Shortly after Dominguez was blown up, Dy’s squad was approaching an abandoned compound when a boy ran up, warning that an IED was buried up ahead. Then he ran off, leaving a rattled Dy to decide whether the boy was telling the truth, or wanted the squad to use an alternate route that was mined. Garcia, who was accompanying the patrol, said nothing.
“Every squad leader,” Garcia said, “had to find his own comfort level. The worst thing I could do was pressure someone into a hasty mistake.”
That night, he took Dy aside.
“He said my squad had been hit the most,” Dy said. “But we all had to run the same risks every day, no matter who had been hit the hardest. I got the message. He never said a word in front of anyone else.”
Garcia’s fix was simple. Before a patrol, he picked out a compound numbered on the map and told Dy to report back what he found inside the compound. When no IED was triggered on patrol after patrol, Dy and 2d Squad would start to feel surer of themselves.
“Deykeroff was best with the people,” Garcia said. “He loved to talk, easygoing, smiling. Sometimes a k
id would even lead his squad across a few fields.”
Pushing north one day, 2d Squad reached the edge of the large open area called the Golf Course. Nearby, three men were digging an irrigation ditch. One of the diggers started waving his shovel back and forth, and within a minute several AKs and a PKM opened fire from the opposite side of the field. The Marines shot the digger. A battlefield was not a court of law.
Dy radioed in the shot before returning. When Garcia plotted the position, he saw that Deykeroff was 500 meters beyond his assigned compound. Confidence regained.
After two tours in Iraq, Sgt. Clint Thoman, the 3rd Squad leader, had ample combat experience. Initially, Thoman would lead his 3rd Squad deeper into the sector than Deykeroff, but if the Taliban shot at them, he pulled back rather than risk striking an IED by pushing forward. It was obvious to Garcia that Thoman too was constantly remembering Dominguez, and was loath to put his point element at risk again.
Thoman noticed that the platoon commander didn’t say much when he accompanied 3rd Squad. But he knew Garcia was evaluating him. One day when Garcia was back at Fires, a call for mortar support came in from Thoman.
“What do you have?” Garcia radioed.
“Taking fire from our north,” Thoman said. “Two to four shooters.”
Garcia expected Thoman to break contact and pull back to base.

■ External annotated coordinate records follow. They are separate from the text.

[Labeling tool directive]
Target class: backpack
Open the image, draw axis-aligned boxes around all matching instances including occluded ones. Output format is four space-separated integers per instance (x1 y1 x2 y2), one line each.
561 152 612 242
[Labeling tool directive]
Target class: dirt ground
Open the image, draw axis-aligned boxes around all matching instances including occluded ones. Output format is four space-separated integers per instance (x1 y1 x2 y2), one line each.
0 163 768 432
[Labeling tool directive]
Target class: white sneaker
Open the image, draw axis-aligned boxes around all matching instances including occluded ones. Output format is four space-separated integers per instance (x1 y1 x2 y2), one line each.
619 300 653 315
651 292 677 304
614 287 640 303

“Roger. Are you disengaging?”
“Negative. I’m pushing forward.”
Thoman told one four-man fire team to flank the enemy from the east. When a larger Taliban gang turned toward them, the team pulled back. This wasn’t unusual. Contrary to public image, Marines do have some common sense. The sniper with the fire team was LCpl. Willie Deel, twenty, from Kansas. His wife was waiting back in California. Willie had this vision: they would have a good life in California, and one day when he was old, his children would ask what he did in the war and he would say, “We made a difference.”